House debates
Wednesday, 4 May 2016
Constituency Statements
Budget
9:48 am
Tim Watts (Gellibrand, Australian Labor Party) Share this | Hansard source
In footballing terms, if the 2014 federal budget was the Freemantle budget, a case of the minor premiers crash landing in spectacular fashion in the year after, last night was the Richmond of budgets. It was a budget of high expectations met with mediocrity and disappointment. Malcolm Turnbull, the Prime Minister, had a choice in last night's budget. He could have chosen to invest in our schools, in our hospitals and in our communities. Instead, he chose tax cuts for the highest 25 per cent of Australian income earners. Individuals who earn the most will get a double tax cut. Someone earning $1 million a year will get a $16,715 tax cut, while three-quarters of Australian taxpayers receive absolutely nothing. Indeed, many will go backwards. A couple with a single income of $65,000 with three primary school kids are $3,034 worse off a year and will receive no tax cuts. A single mother on an income of $87,000 a year with two high schoolers is $4,463 worse off per year.

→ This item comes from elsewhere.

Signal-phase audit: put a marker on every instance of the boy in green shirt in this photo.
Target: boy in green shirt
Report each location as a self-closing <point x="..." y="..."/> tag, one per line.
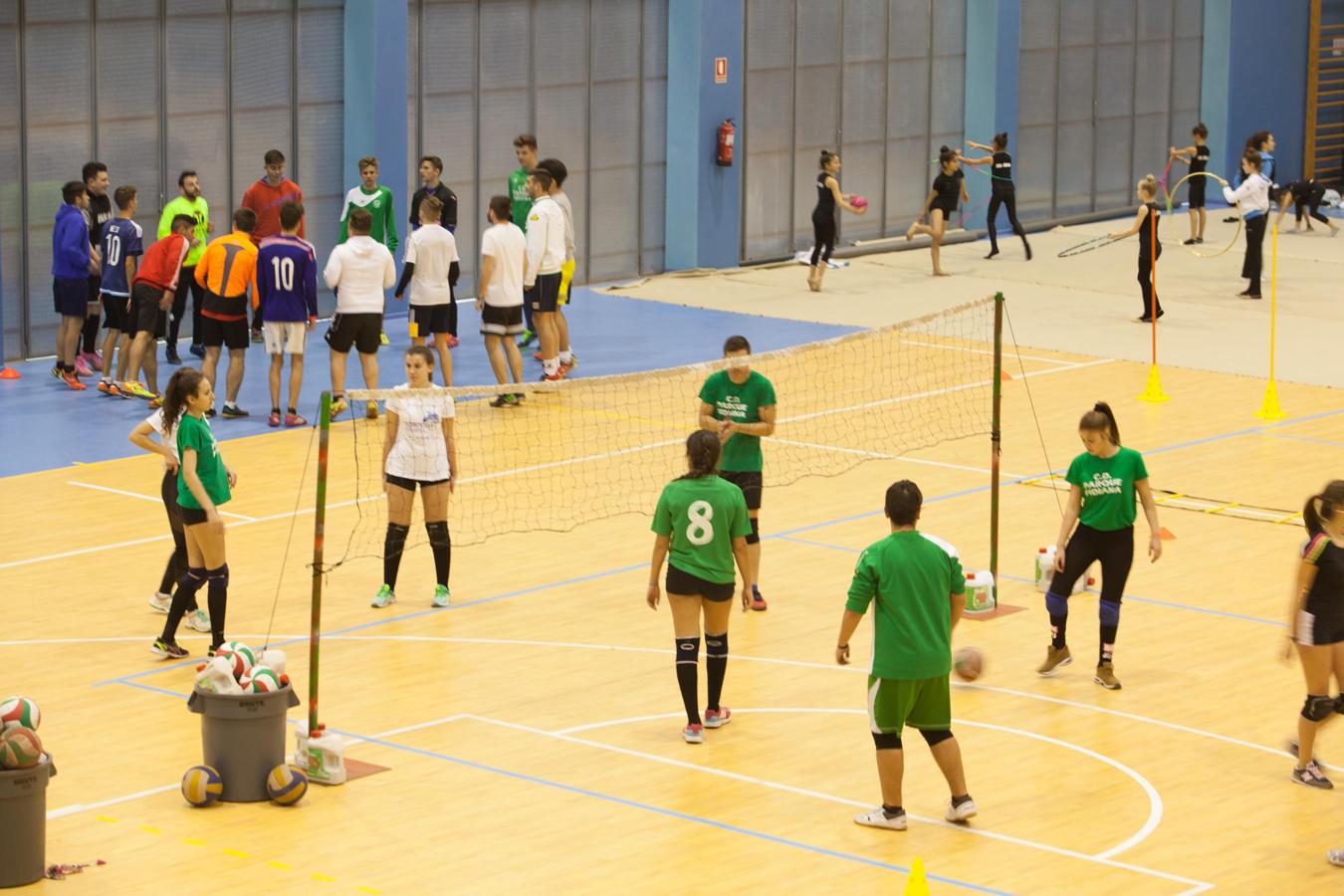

The Prime Minister also chose tax cuts for multinational corporations. He says it is a plan for, 'Jobs and growth'. That is the new slogan from the Prime Minister, who promised no slogans. How can you have a plan for jobs and growth that does not invest in our schools, that abandons the Gonski plan for school education funding, that cuts $2 billion in funding from our universities, that cuts $1 billion in funding for infrastructure investment accelerating the already dangerous 20 per cent decline in public sector infrastructure investment that has occurred under this government?
This budget is not about jobs and growth; it is about ideology and vested interests. It is a budget that clearly frames the question facing the voters at the coming election: do you trust Malcolm Turnbull to govern in your interests?
On Thursday night Bill Shorten, the Leader of the Opposition, will outline Labor's positive alternative. We will provide the economic leadership that was lacking last night. It will be a Western Bulldogs budget reply—a plan that invests in young people to build a prosperous future, and a plan that lets everyone contribute and reach their full potential, not just a few high-earning stars. It will be a plan that provides for better paid and protected jobs; for better schools and better teachers; for a healthier Australia investing in Medicare instead of cutting it; and for a 50 per cent renewable energy target, including driving more solar energy investment. It will be a plan that puts people first. You can trust a Labor government, led by Bill Shorten, to govern in your interests. Whose interests will Malcolm Turnbull govern in?